The issue of homophobia in black churches has been an ongoing topic of discussion among GLBT people of faith and of color. A meeting in the spring of 2009 brought leaders and students together at Howard University for a discussion of the phenomenon. One gay Howard divinity student, Dustin Baker, noted, "It’s a hard statement to say, but the reality is oppressed people do oppress people. At one point in time, the black church was an oppressed group of people...and at times we oppress individuals, especially people of same-gender-loving communities." Baker had worked with gay youth and lost two teens with whom he had worked to suicide.
Sharon Letterman of the People for the American Way was also at the meeting, and told the group, "Amongst the African-American community, sexuality is not a conversation. It’s not just homosexuality," Letterman specified; "sexuality is not a conversation." Letterman went on to say, "We have allowed a subculture to be created within our community because we won’t have this conversation."
The Rev. Dr. Kenneth Samuel, from Victory for the World, a church in Stone Mountain, Ga., noted that Biblical injunctions against gays had been cited by anti-LGBT pastors, but uttered a note of caution. "Certain text in the Bible, as we know, had been used to support slavery in America for over 200 years," Samuel pointed out. "Certain texts have been used to justify patriarchy and sexism," added Samuel. "We have toxic text in the Bible that needs to be interpreted in the light of the truth, and... from the light and lenses of the all-inclusive love of Jesus."
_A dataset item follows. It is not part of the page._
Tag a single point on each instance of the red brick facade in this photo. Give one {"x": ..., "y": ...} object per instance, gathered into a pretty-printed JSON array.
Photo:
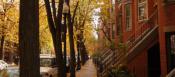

Indeed, the allegations against Long claim that the cleric pointed to scripture to coax his purported victims into sessions of oral sex. But the public affirmation of scriptural passages seen as condemning gays and private conduct would seem to be two different things, if epidemiological data are to be believed. HIV transmission rates are soaring among young black MSMs (men who have sex with men, whether they identify as gay, bi, or straight), and while some black churches cling to anti-gay messages, others have begin to tackle the problem by addressing the AIDS crisis in the black community.